Your doctor will consider several factors when deciding what type of genetic testing to use. You may have:

  • Single gene testing. These tests look for changes in one gene. Your doctor may recommend single gene testing if you have specific symptoms or a family history of a genetic disorder.
  • Gene panel testing. These tests focus on changes to groups of genes associated with certain symptoms or higher risk of developing diseases.
  • Next-gen sequencing. These tests focus on many genes. Your doctor may recommend next-gen sequencing if you have many symptoms of unknown origin or several complex health conditions.

What Is Next-Gen Sequencing?

To learn about gene mutations in an individual, researchers study the order (or sequence) of DNA in their genes. Gene sequencing helps doctors know which genes have mutations and what those mutations are.

Sequencing DNA used to be a time-consuming process that could take many months or even years. Next-gen sequencing now uses automation and technology to study a large amount of genetic material in just a few months. Next-gen sequencing methods include:

Whole exome sequencing

In whole exome sequencing, researchers study specific pieces of material within DNA, known as exons. Exons tell genes how to make the proteins your body needs. Studying the order of all your exons (your exome) helps researchers identify changes in how genes tell your body to make proteins.

Gene mutations in the exon are most often responsible for causing genetic disorders. Researchers use whole exome sequencing to try to find mutations that are causing health conditions or diseases. They also use this method to identify mutations that could cause health problems in the future.

Whole genome sequencing

In whole genome sequencing, researchers examine changes in any part of the gene in all the genes in your body (your genome). They may use it to identify mutations in structural parts of genes that aren’t involved in producing proteins, known as noncoding variants. A noncoding variant is a change to the DNA structure of a gene.

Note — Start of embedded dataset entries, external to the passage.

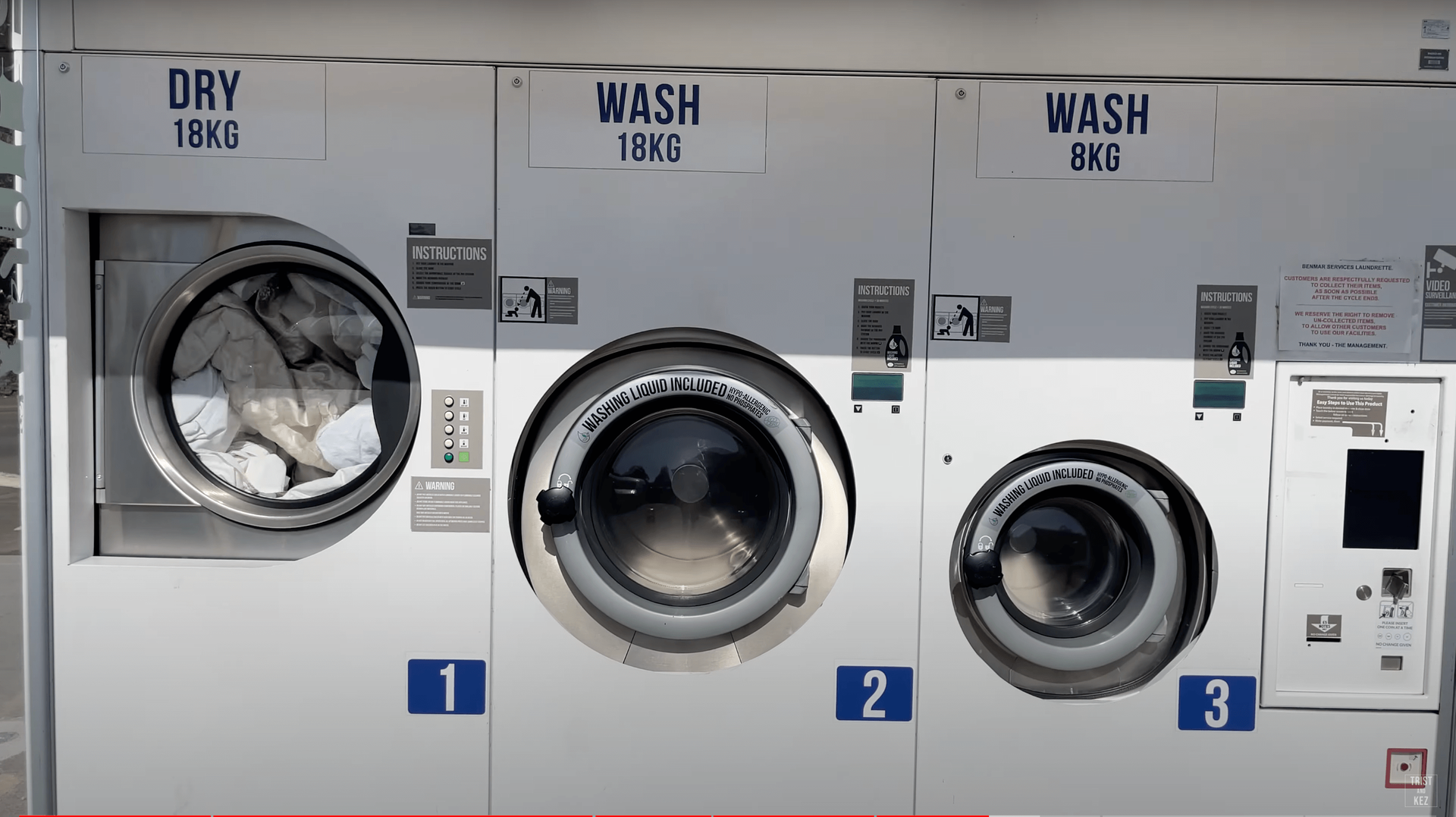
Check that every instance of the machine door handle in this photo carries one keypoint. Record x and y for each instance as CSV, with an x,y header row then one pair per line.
x,y
982,568
557,506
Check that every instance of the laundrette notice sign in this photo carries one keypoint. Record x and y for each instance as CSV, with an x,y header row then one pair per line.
x,y
1159,133
159,107
625,121
1348,309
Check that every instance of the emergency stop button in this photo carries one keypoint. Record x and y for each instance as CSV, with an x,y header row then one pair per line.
x,y
1405,769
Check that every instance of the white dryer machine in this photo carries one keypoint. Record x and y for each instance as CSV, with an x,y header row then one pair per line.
x,y
712,558
258,605
1101,592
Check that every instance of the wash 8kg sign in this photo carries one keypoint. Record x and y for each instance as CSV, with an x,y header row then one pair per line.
x,y
628,121
202,108
1161,133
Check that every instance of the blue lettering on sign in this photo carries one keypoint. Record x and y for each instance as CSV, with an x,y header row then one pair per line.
x,y
444,687
190,88
1223,704
874,693
1062,111
612,104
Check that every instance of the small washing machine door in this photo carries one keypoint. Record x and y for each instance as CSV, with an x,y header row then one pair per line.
x,y
682,500
275,385
1084,570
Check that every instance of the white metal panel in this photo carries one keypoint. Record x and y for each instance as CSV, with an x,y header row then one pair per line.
x,y
770,256
1312,574
1234,38
207,687
1103,278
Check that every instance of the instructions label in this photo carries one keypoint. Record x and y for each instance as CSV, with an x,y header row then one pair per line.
x,y
970,318
884,324
538,300
1439,303
449,272
450,506
202,108
625,121
1097,131
1362,411
1354,308
1225,322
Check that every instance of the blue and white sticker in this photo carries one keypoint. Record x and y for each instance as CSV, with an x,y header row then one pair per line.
x,y
874,693
1218,702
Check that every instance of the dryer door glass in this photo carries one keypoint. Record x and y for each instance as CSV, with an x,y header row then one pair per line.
x,y
688,506
271,383
1065,561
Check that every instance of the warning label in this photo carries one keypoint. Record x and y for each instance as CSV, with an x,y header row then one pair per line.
x,y
449,272
450,506
1362,411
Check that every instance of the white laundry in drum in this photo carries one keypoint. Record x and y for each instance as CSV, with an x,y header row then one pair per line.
x,y
271,386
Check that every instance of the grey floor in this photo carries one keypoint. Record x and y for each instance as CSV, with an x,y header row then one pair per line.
x,y
12,676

How Do Genes Contribute to Disease?

Changes or damage to genes can cause a range of conditions and diseases. Genetic disorders include:

  • Single gene disorders. These disorders occur due to a mutation in one gene. For example, Fragile X syndrome results when a mutation to one gene prevents the production of a protein that affects brain development.
  • Chromosomal disorders. These disorders occur when a chromosome (the structure that contains the genes) has a mutation. For example, Down syndrome occurs in people born with an extra chromosome.
  • Complex diseases. These occur when mutations in more than one gene, plus environmental factors, cause a disease. For example, type 1 diabetes may result from changes to various genes.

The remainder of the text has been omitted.